2 Identidad sexual y bisexualidad 

3 Sistemas de identidad culturales 

4 Primer paradigma: Los sambia de Papúa Nueva Guinea 

5 Segundo paradigma: adolescentes urbanos de Chicago 

6 Conclusión 





La comprensión del comportamiento sexual y de la identidad en el ser humano se ha visto perturbada por el desconcierto causado por algunos problemas poco usuales en la conceptualización y representación de la relación entre el potencial y la expresión eróticos, por un lado, y el desarrollo de la identidad y el entorno social por el otro; en ningún otro lugar estos problemas son más confusos que en la “bisexualidad”.

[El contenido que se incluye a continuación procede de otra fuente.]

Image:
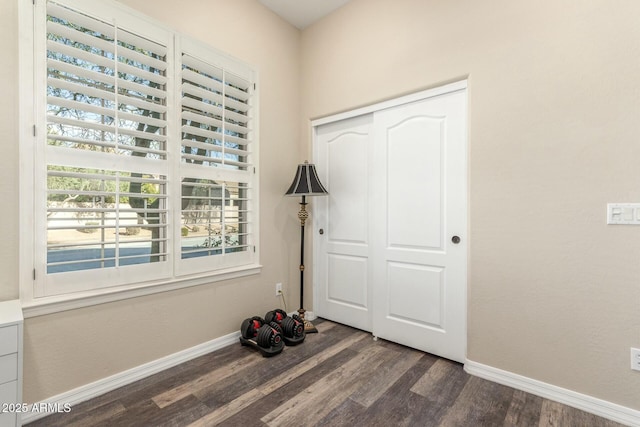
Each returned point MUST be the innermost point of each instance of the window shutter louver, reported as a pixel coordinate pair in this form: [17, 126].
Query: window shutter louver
[216, 133]
[145, 172]
[106, 145]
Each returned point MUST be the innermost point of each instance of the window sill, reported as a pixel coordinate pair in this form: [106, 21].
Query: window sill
[56, 304]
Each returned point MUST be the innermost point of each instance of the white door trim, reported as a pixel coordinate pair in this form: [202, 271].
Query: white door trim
[428, 93]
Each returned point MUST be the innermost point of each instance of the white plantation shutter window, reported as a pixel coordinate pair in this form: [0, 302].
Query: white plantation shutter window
[146, 162]
[216, 164]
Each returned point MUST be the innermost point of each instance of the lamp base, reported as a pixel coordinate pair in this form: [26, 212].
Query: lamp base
[308, 326]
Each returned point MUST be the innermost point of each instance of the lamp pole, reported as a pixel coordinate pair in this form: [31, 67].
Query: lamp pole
[302, 216]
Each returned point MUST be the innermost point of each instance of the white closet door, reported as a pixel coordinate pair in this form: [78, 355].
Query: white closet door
[342, 255]
[420, 234]
[390, 247]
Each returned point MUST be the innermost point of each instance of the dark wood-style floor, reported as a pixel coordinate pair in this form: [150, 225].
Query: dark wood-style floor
[337, 377]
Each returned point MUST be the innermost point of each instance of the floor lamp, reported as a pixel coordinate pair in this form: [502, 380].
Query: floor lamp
[306, 183]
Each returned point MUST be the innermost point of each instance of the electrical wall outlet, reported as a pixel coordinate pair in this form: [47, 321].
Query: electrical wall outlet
[635, 359]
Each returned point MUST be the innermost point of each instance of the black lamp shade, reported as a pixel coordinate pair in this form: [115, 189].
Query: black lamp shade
[306, 182]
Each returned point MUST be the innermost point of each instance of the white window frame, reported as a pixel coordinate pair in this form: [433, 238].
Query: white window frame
[179, 273]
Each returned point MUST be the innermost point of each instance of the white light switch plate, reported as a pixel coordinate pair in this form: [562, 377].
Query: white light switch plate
[623, 213]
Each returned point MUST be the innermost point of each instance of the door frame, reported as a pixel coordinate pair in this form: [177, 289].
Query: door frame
[370, 109]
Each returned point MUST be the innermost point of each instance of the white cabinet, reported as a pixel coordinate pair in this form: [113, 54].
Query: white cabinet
[11, 321]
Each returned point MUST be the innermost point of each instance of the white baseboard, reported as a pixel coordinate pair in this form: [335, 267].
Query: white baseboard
[97, 388]
[602, 408]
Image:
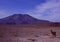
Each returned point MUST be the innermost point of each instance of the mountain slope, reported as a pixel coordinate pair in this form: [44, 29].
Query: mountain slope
[21, 19]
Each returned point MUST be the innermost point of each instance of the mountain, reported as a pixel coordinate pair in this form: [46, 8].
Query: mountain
[21, 19]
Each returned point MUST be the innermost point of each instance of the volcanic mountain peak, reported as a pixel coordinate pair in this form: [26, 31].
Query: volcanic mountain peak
[21, 19]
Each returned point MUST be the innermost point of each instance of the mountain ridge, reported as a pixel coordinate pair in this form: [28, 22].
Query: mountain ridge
[24, 19]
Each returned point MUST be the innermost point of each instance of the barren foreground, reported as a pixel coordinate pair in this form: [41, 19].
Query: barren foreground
[30, 34]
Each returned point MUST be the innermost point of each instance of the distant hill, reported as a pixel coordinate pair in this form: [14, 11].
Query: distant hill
[21, 19]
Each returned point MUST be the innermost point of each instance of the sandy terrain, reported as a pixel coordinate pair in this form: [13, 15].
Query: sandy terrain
[18, 34]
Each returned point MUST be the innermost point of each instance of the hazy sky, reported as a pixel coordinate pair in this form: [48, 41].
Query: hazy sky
[41, 9]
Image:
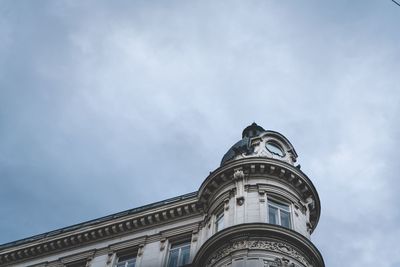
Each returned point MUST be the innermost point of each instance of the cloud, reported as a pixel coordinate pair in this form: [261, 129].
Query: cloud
[99, 100]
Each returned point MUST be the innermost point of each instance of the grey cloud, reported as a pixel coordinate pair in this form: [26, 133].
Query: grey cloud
[99, 99]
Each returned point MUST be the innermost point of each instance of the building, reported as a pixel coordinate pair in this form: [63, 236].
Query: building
[256, 209]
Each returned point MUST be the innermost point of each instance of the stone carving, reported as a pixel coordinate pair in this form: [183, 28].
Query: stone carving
[257, 244]
[238, 174]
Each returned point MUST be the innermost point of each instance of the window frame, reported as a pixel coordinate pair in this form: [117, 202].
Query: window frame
[277, 204]
[218, 217]
[129, 254]
[178, 245]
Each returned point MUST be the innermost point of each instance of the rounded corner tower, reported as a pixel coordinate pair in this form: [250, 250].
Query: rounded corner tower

1. Cuatro nociones de bisexualidad.




Podemos hablar de cuatro dimensiones de la “bisexualidad”:

1. Bisexualidad biológica atracción sexual por ambos sexos como impulso innato
2. Bisexualidad psicológica relaciones con ambos sexos como autofunción 
3. Bisexualidad conductual relaciones con ambos sexos como conducta interpersonal
4. Bisexualidad cultural relaciones con ambos sexos como idea cultural.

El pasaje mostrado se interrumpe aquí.